Juan Soto - El GARABATO DEL TORREÓN

Aldeas a salvo

A punto de empezar a desencuadernarse por falta de uso, uno ha empezado a pisar la calle, a moverse un poco por aquí cerca, del coro al caño, del caño al coro, y siempre respetando la franja horaria con que la autoridad competente («sanitaria, por supuesto») ha tenido a bien satisfacer las inclinaciones peripatéticas de las gentes de mi generación.

Uno agradece mucho que la autoridad competente se preocupe por la salud de uno, por la higiene de uno, por la dieta de uno, por el ocio de uno, por las soluciones hidroalcohólicas de uno, por el supermercado de uno y por la peluquería de uno. Pero cada vez que uno consulta los horarios autorizados para el recreo, con especificación por tramos de edad, uno no puede evitar recordar aquel bramido que Fraga convirtió en lema de su política: «La calle es mía». A don Manuel («todo el Estado en la cabeza» dijo González) se le fue la mano, quizá porque no pudo o no quiso entender que la calle , con sus trajines y sus riesgos, con sus ventajas y sus engorros, es de todos precisamente porque no es de nadie. Ahora resulta que, gracias al virus, los gallegos, que siempre hemos sido unos aldeanos trasplantados al cemento , hemos descubierto que hay algo mucho mejor que la calle: la no calle, eso que aquí llamamos carreiros, corgas, pistas, camiños, como en cada sitio se costumbre, y que no es otra cosa que la aldea, la parroquia, el lugar, todo lo que conforma la peculiar organización territorial de Galicia, llena de fronteras que hoy están aquí y mañana allí, y de paisajes en los que no se sabe si aquéllo es ría o río.

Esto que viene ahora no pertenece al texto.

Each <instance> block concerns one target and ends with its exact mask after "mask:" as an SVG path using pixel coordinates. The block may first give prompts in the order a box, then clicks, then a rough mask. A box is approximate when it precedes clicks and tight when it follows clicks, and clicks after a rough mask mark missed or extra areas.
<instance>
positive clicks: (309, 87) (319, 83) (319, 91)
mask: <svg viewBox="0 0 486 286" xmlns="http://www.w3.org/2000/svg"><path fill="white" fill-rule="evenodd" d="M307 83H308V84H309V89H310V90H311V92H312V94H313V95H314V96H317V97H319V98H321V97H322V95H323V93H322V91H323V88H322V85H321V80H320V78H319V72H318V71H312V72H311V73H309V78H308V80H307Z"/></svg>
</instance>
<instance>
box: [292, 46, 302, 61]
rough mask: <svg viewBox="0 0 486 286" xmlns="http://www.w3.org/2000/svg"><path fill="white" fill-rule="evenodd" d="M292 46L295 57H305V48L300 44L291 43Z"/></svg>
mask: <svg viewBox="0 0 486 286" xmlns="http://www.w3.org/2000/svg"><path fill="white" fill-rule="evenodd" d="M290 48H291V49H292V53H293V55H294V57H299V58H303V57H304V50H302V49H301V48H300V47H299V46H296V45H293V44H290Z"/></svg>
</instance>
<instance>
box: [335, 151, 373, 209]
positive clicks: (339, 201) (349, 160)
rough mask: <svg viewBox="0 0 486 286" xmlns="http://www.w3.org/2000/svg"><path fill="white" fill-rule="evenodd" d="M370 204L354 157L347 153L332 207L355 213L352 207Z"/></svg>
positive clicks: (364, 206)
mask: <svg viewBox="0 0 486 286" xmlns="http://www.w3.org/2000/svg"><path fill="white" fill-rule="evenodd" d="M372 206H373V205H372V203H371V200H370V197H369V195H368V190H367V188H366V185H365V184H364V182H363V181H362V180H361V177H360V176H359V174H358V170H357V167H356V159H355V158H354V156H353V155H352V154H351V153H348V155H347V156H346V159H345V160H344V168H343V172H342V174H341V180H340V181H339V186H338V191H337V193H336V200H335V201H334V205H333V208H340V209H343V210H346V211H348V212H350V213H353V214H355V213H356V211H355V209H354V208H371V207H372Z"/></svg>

La aldea gallega de hoy no se parece a aquella aldea tan voluntariosamente explicada por don Nicolás Tenorio, que fue juez por tierras de Ourense, pero mantiene intactas muchas de sus características sociales y antropológicas, tal vez las mejores. Es allí, en las aldeas repartidas entre doscientos concellos, donde el virus no ha conseguido entrar . Los periódicos, tirando de estadística, calculan en 410.000 los gallegos a los que sus aldeas dejaron a salvo. Gentes, todas ellas, para las que no rige la prohibición de tomar el aire a pequeñas dosis. Familias enteras que hoy, si se diera el caso, le recordarían a Fraga y a todos los Fraga que topan y ornean por Moncloa que la calle es de todos. Y he aquí lo que puede ser la gran lección de esta tragedia: en la aldea, en esa Galicia agonizante que durante años hemos despreciado e intentado matar, resulta que estaba el Paraíso. Ahora ya lo sabemos.